Did an employer-sponsored wellness program ultimately reduce expenditures? Did the flu season one year result in higher per capita costs? By identifying these fluctuation points, brokers can work with employers to apply this information to enhance benefit design and develop education programs to help employees control their out-of-pocket costs.
It is also important to look closely at employee premium information. By understanding the year-over-year trend in employee costs and juxtaposing this information against the employer per capita expenditure, brokers can better understand how changes in employer actions—plan design, wellness programs, etc.—ultimately affect employee out-of-pocket spending.
By helping employers effectively use historical cost data, brokers can support their clients in maintaining initiatives that are cost-effective as well as plan for potential trigger points that result in increased costs. With employers’ ongoing interest in understanding how money invested in employee health care coverage is being spent, a comprehensive understanding of the costs for which they have been responsible to date can help provide context for better decision-making regarding optimal plan designs.
The insights garnered from analysis of internal and external claims data are essential to helping employers choose the right plan offerings for their employees. But, without ensuring that employers are also providing their employees with sufficient education about their benefit plans, these attempts at cost control may be in vain. Brokers can provide added value to their clients by helping them educate plan members on how to make the most economical use of health care coverage (e.g., by staying in-network) and how to best communicate plan elements that change from year-to-year (e.g., provisions regarding the reimbursement of out-of-network services). To help with this task, brokers can point employers to a variety of online educational tools.

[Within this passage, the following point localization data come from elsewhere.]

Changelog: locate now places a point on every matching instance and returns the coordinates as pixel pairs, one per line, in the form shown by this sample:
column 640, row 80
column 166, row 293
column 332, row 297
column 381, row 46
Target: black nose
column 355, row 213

Claims data offer a new opportunity for brokers to support better decision-making by their employer clients. As all stakeholders in the health care system navigate the challenging landscape of cost-control, ACA compliance and expanded health benefit offerings, linking clients to new decision support resources can further solidify the important broker-employer relationship.
Robin Gelburd is president of FAIR Health Inc., a national independent, not-for-profit corporation whose mission is to bring transparency to health care costs and health insurance information.